À travers cette lettre, on s’aperçoit rapidement que la découverte est de taille ! À partir des quelques fossiles retrouvés, il est possible de considérer qu’il aurait
une « grandeur desmezurée » de près de plus de 18 mètres de haut. Les unités de mesures utilisées sont alors la coudée, correspondant à deux palmes. Cette dernière est ancienne, utilisée par les bâtisseurs de cathédrales du Moyen Âge et encore en
usage dans la marine du XVIIe et du XVIIIe siècle pour la mesure du bois de mâture. Égale à deux palmes, la coudée est aussi une mesure courante depuis l’Antiquité.
Vous pensez à de faux ossements ? Détrompez-vous puisque
la lettre assure qu’il ne faudrait pas croire « que cecy soit fable ». Ainsi, selon l’auteur, rien ne remplace l’expérience humaine : « je vous asseure que je l’ay veu & touché ». Le problème majeur demeure que ces fossiles « sont en partie pourriz
& partie entiers ». Néanmoins, le découvreur espère en conserver une partie qu’il souhaite « garder par curiosité », il est d’ailleurs aisé de les imaginer peuplant le cabinet privé des Aycard. Les membres de cette famille de marchands et de magistrats
de Toulon sont à l’origine de l’expédition de Thomas d’Arcos, à la recherche d’inscriptions antiques. Ils entretiennent une correspondance pour laquelle nous avons conservé des traces de 1630 à 1637.

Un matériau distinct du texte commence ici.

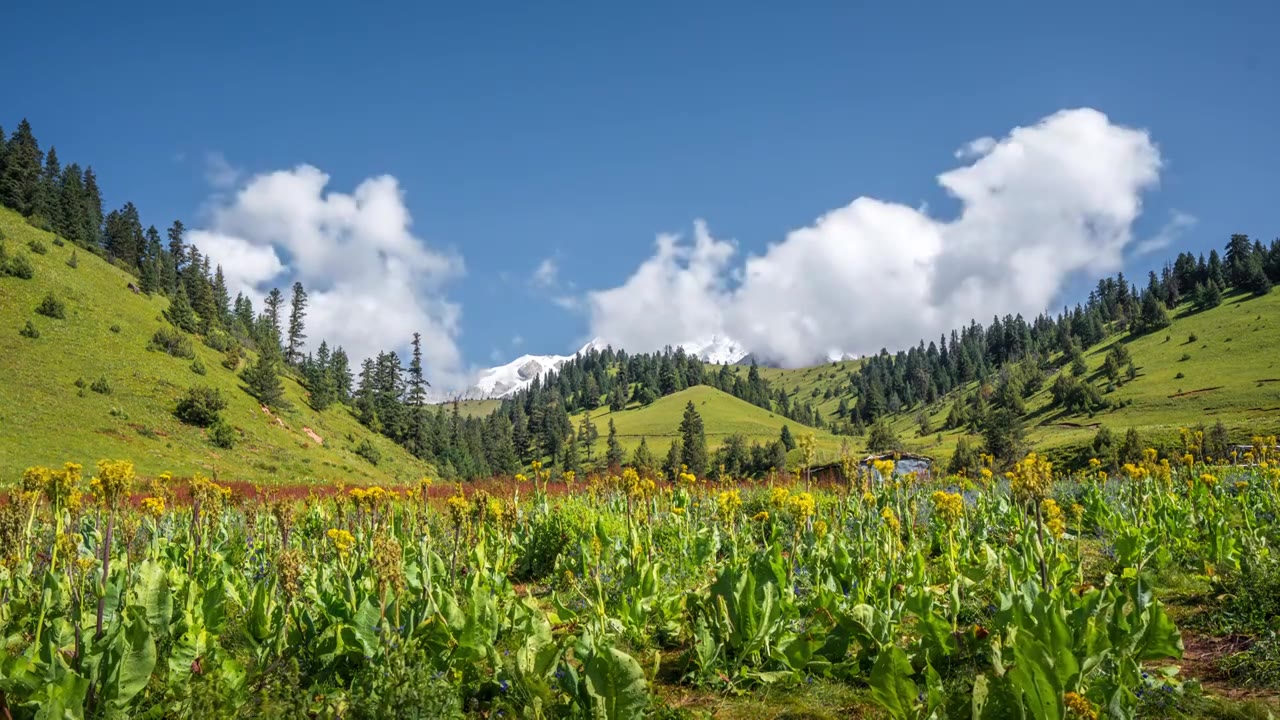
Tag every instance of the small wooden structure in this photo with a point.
(904, 464)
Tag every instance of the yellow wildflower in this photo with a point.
(949, 507)
(727, 504)
(801, 504)
(152, 506)
(1052, 514)
(891, 519)
(1079, 706)
(342, 541)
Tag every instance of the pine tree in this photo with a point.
(671, 466)
(274, 301)
(92, 212)
(263, 381)
(22, 169)
(588, 434)
(643, 458)
(417, 384)
(297, 313)
(613, 456)
(45, 203)
(787, 441)
(693, 441)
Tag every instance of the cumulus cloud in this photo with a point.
(1173, 228)
(371, 283)
(1037, 206)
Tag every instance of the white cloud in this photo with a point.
(1038, 205)
(218, 172)
(976, 149)
(545, 274)
(1173, 228)
(370, 282)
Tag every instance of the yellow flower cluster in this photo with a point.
(949, 506)
(778, 496)
(152, 506)
(727, 504)
(342, 541)
(1052, 514)
(1031, 478)
(113, 481)
(801, 504)
(885, 468)
(891, 519)
(1079, 706)
(369, 497)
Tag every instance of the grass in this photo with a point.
(722, 415)
(1232, 374)
(45, 419)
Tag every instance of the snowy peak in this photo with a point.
(511, 378)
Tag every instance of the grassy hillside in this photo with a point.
(1230, 373)
(46, 419)
(722, 415)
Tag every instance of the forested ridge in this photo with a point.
(983, 372)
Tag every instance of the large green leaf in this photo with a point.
(891, 683)
(617, 687)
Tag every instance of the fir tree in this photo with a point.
(297, 313)
(643, 458)
(613, 456)
(588, 434)
(693, 441)
(263, 381)
(274, 301)
(22, 169)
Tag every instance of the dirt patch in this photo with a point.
(1202, 656)
(1196, 391)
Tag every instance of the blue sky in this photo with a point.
(580, 131)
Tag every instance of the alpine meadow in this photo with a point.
(250, 464)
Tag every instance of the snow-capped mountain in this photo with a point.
(511, 378)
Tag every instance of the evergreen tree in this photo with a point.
(339, 368)
(92, 214)
(297, 313)
(643, 458)
(22, 169)
(263, 381)
(693, 441)
(588, 434)
(672, 464)
(613, 456)
(45, 203)
(787, 441)
(417, 384)
(274, 301)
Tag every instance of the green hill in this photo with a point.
(1230, 372)
(722, 415)
(45, 419)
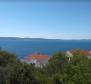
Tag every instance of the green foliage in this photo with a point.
(59, 70)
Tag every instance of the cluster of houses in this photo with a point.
(39, 60)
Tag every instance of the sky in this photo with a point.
(52, 20)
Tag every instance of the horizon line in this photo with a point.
(47, 38)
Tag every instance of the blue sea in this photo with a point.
(25, 47)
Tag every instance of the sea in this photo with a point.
(25, 47)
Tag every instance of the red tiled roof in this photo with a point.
(81, 52)
(37, 56)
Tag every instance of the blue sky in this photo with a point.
(56, 20)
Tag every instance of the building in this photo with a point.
(39, 60)
(72, 52)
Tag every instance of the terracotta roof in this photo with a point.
(37, 56)
(81, 52)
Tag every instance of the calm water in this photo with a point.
(24, 47)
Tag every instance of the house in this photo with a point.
(72, 52)
(39, 60)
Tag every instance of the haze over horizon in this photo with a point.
(52, 20)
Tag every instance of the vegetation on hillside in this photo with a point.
(59, 70)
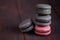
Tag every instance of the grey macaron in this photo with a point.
(43, 19)
(43, 9)
(26, 25)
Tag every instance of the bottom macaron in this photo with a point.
(45, 34)
(45, 30)
(27, 29)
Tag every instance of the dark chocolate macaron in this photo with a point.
(26, 25)
(43, 9)
(43, 19)
(46, 30)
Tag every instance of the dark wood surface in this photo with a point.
(12, 12)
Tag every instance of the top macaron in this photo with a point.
(43, 9)
(43, 6)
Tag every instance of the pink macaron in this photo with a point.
(46, 30)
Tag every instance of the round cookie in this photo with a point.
(26, 25)
(46, 30)
(43, 9)
(42, 24)
(43, 19)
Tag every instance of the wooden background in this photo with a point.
(13, 12)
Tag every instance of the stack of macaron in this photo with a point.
(26, 25)
(43, 19)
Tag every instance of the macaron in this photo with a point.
(26, 25)
(45, 30)
(43, 9)
(42, 24)
(43, 19)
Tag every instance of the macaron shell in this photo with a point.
(42, 24)
(44, 11)
(26, 23)
(28, 29)
(42, 29)
(46, 18)
(43, 19)
(45, 34)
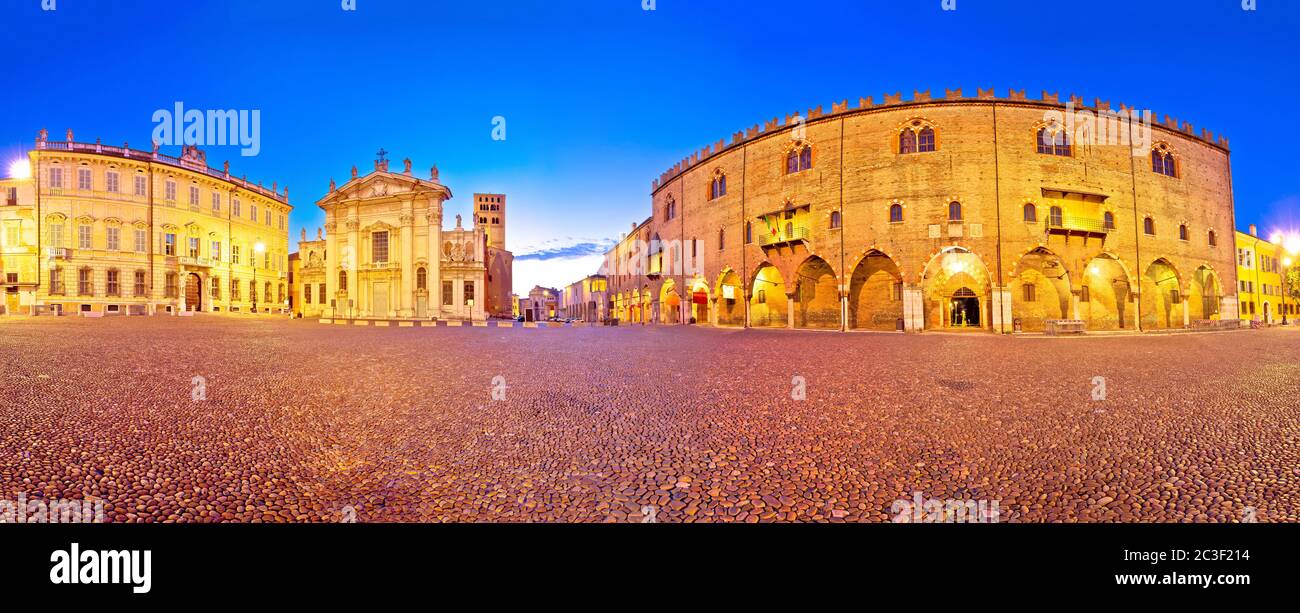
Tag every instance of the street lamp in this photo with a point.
(20, 169)
(1286, 288)
(259, 247)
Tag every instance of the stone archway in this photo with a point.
(1105, 295)
(1040, 290)
(957, 291)
(729, 295)
(193, 292)
(700, 300)
(875, 296)
(1205, 292)
(1161, 296)
(670, 303)
(767, 300)
(817, 295)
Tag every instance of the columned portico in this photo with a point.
(397, 260)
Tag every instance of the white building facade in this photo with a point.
(386, 255)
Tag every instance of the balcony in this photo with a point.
(1071, 225)
(779, 237)
(385, 265)
(196, 261)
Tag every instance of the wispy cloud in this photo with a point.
(564, 248)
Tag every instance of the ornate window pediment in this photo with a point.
(917, 135)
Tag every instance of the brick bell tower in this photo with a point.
(490, 214)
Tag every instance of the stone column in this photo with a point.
(913, 308)
(352, 261)
(406, 308)
(744, 292)
(844, 309)
(1136, 311)
(433, 220)
(1001, 307)
(330, 266)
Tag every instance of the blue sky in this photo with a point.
(599, 96)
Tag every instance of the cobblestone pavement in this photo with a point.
(312, 422)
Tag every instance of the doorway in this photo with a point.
(963, 309)
(380, 299)
(193, 292)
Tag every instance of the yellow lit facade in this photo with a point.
(109, 230)
(1261, 282)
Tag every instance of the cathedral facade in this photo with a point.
(384, 253)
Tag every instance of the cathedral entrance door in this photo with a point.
(380, 299)
(193, 292)
(965, 309)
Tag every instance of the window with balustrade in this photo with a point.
(798, 157)
(1053, 140)
(380, 247)
(1162, 160)
(85, 283)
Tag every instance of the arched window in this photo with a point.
(800, 157)
(1162, 160)
(718, 186)
(915, 138)
(1053, 142)
(926, 139)
(908, 140)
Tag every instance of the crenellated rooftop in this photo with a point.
(191, 159)
(919, 98)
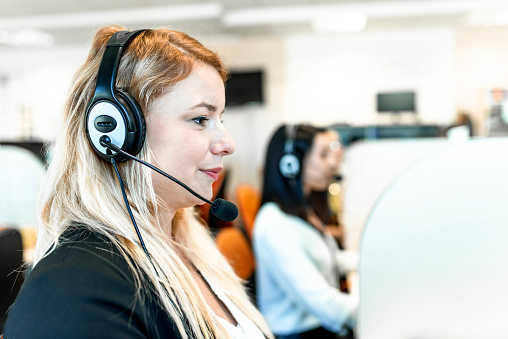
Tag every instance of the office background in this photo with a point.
(322, 62)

La preuve essentielle quant à ce géant repose
sur une molaire, ce qu’affirme notre témoin oculaire : « j’ay veu & pesé une de ses dentz, & pese 2 livres & demye, qui sont 40 onces ». Par conséquent, celle-ci ferait plus d’un kilogramme, soit près de 100 fois plus qu’une molaire humaine
moyenne.
"Dessein de la dent, qu'on disoit estre de ce gean apporté de Thunis"
Quelles hypothèses peut-on formuler à l’issue de cette découverte ?
Dans sa lettre, d’Arcos se fait le relais des réflexions de ses proches qui pensent que le géant daterait de « devant le deluge ». Considérant qu’ils « resvent », celui-ci méprise
les mythes des habitants locaux qui osent nommer le géant à partir de « leurs livres antiques ». Et pour cause, nombre de représentations littéraires de l’époque, touchant à l’Afrique, considèrent encore qu’il s’agit d’un territoire peuplé de géants.
Notre archéologue est peut-être également victime des légendes que peuvent véhiculer certains dictionnaires, comme celui de Daniel de Juigné qui considère que ce continent « produit encore aussi quelques monstres d’hommes ». En outre, l’auteur affirme
que les habitants considèrent que cette découverte signifie « que les Chrestiens domineront bien tost la Barbarie ».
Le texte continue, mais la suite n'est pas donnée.